Translated by Chae-Pyong Song and Anne Rashid
Trees Standing on the Edge by Jung Kut-byol
I once saw nameless trees
twining their bodies around the barbed wire, growing,
allowing the chains to penetrate their bodies, growing,
embracing the shrapnel driven into their bodies, growing,
absorbing into their bodies railings or fences, growing.
It’s as if they embraced
what restrains them,
without strength to extract these restrictions;
it’s as if they drew in
what impedes them,
without any way to gain their footing,
even though it could cause burning scars.

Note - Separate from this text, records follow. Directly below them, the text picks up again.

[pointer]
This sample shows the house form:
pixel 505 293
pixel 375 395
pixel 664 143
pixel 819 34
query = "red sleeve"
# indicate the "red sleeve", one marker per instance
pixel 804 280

So, in this twenty-first century,
let us not love too intensely.
끝에 선 나무들/ 정끝별
철조망과 제 몸을 섞어가며 자라는
체인을 제 몸에 밀어넣고 자라는
제 몸에 박힌 수류탄 껍질을 품고 자라는
난간이나 울타리를 제 몸에 삼킨 채 자라는
이름 모를 나무들을 본 적 있다
밀어내는 힘이 없을 때
품어안았던 것도 같다
뛰어넘을 수 있는 발판이 없을 때
차라리 빨아들였던 것도 같다
뜨거운 흉터가 될 줄 알면서도
우리 너무 깊이 사랑하지 말자
Jung Kut-byol (1964-) was born in Naju, Jeollanam-do. She is a professor of Korean literature at Myungji University in Seoul. Working as both a poet and a critic, she has published four poetry collections: My Life: a Birch Tree (1996), A White Book (2000), An Old Man’s Vitality (2005) and Suddenly (2008), along with two collections of critical essays: The Poetics of Parody (1997) and The Language of Poetry Has a Thousand Tongues (2008). She has also edited an anthology entitled In Anyone’s Heart, Wouldn’t a Poem Bloom?: 100 Favorite Poems Recommended by 100 Korean Poets (2008).